John Seaver wrote:greetings all!
i would like to retro fit my 1800's barn with a living roof.... is this possible, my concern is the weight of soil and plants. has anyone done this?
You need to give WAY more details. Rafter material, spacing, roof deck material, roof pitch, amount of rainfall, etc.
I have seen very few barns that could take that kind of load or had a roof pitch that really would work. Most are better served being guttered for rainwater harvesting.
Growing up, the neighbor built a rainwater catchment off his barn (UNHEARD of in that day) and then pumped it up to the roof and ran soaker hose over the peak. Running the water over the roof made the animals MUCH more comfortable during the summer.
"You must be the change you want to see in the world." "First they ignore you, then they laugh at you, then they fight you, then you win." --Mahatma Gandhi
"Preach the Gospel always, and if necessary, use words." --Francis of Assisi.
"Family farms work when the whole family works the farm." -- Adam Klaus
Tyler could well be right but many buildings, including barns, of that period (and earlier) here in the UK were originally designed to support a thatch roof which represents a fairly significant weight - admittedly, this might not be the case with your barn John. You might be able to get away with a very thin substrate on the roof but that would probably limit you to having sedums up there.

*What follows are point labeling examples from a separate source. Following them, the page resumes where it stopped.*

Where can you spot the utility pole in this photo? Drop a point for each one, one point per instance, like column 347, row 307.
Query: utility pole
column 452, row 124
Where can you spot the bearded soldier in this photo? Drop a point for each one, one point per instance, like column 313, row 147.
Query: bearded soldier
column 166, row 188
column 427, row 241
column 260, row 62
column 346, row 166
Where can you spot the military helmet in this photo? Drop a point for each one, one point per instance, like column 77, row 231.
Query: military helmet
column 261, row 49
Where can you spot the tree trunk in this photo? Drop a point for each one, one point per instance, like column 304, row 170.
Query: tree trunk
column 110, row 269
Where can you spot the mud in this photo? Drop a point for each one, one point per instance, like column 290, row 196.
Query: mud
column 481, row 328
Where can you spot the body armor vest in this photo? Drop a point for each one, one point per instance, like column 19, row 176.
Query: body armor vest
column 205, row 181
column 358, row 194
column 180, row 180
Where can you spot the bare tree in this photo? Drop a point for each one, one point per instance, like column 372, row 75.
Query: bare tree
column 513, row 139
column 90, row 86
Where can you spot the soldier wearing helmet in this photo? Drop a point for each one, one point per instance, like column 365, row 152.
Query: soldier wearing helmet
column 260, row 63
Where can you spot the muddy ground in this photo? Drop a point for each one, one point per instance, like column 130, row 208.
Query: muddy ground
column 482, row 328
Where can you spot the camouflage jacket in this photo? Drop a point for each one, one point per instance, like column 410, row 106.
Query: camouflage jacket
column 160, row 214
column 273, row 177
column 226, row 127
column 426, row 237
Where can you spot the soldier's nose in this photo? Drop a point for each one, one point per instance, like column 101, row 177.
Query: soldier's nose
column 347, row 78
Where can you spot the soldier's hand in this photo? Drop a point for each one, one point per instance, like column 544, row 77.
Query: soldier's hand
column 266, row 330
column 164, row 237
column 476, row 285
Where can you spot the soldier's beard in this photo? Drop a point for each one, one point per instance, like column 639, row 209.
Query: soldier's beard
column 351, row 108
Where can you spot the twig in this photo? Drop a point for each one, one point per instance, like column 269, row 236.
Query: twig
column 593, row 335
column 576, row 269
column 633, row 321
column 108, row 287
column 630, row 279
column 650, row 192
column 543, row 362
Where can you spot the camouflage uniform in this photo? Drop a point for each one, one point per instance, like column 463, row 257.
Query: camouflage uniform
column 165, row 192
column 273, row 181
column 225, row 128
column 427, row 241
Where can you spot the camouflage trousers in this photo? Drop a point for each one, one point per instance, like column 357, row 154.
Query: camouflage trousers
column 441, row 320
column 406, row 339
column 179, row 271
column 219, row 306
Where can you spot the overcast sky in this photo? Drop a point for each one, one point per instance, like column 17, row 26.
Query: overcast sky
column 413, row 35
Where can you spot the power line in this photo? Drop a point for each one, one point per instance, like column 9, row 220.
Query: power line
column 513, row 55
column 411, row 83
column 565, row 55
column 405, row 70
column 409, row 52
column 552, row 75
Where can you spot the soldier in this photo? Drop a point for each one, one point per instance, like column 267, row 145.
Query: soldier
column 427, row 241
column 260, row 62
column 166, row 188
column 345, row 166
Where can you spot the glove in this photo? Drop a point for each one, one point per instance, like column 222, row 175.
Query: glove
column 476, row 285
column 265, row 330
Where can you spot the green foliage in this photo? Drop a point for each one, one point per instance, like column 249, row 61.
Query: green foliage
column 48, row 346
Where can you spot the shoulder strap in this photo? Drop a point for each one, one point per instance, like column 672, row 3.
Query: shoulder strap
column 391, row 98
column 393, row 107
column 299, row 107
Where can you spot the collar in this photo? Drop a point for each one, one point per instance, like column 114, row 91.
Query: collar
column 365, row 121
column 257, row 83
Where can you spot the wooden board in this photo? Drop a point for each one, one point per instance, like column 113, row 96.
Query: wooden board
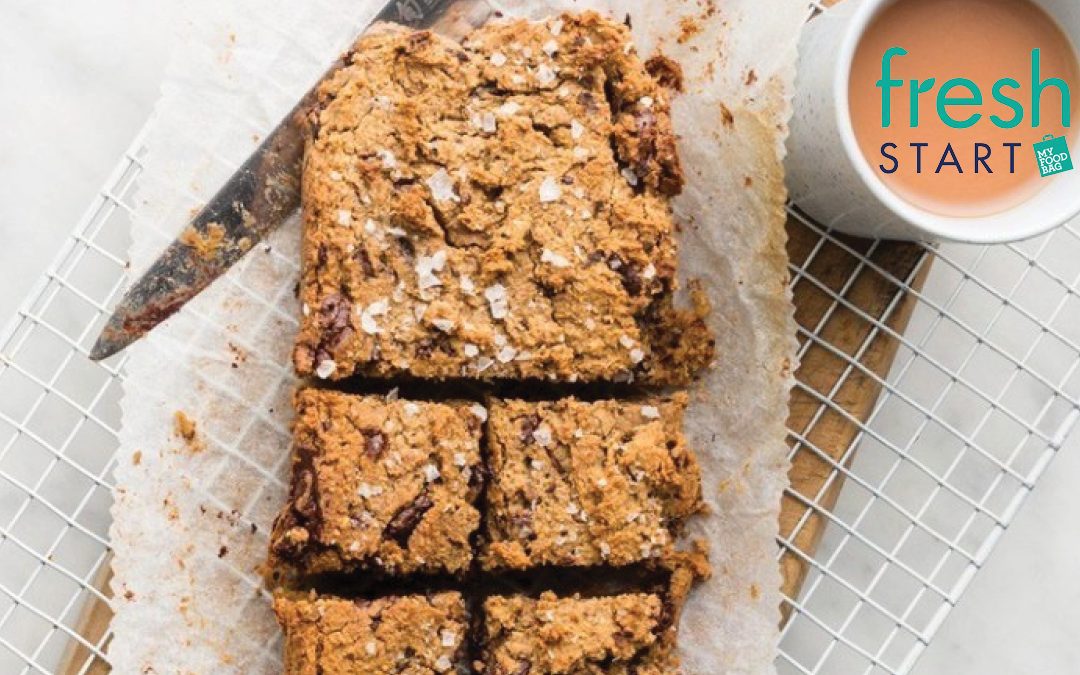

Here's a list of weights for different depth substrates taken from 'the DIY Guide to Green & Living Roofs' by Dusty Gedge and John Little (highly recommended):
Loads of various green roof systems:
*Sedum blanket [20mm] 55 kg/m2
*Sedum blanket [40mm] 80-90 kg/m2
*Substrate based system [80mm] 120 kg/m2
*Substrate based system [100-120mm] 140-170 kg/m2
*These are ball park figures based on commercial systems
That'll be wet weight. Dusty Gedge has started recommending a substrate depth of 160mm where possible or, even better, a substrate of varying depths in order to create a more diverse range of habitats. You'd obviously have to determine what load your barn could take and work from there. Might need a structural engineer I guess. Plants are a bit easier, especially on a roof with a deeper substrate - the deeper the substrate the more stuff will survive up there.
"A society grows great when old men plant trees whose shade they know they shall never sit in."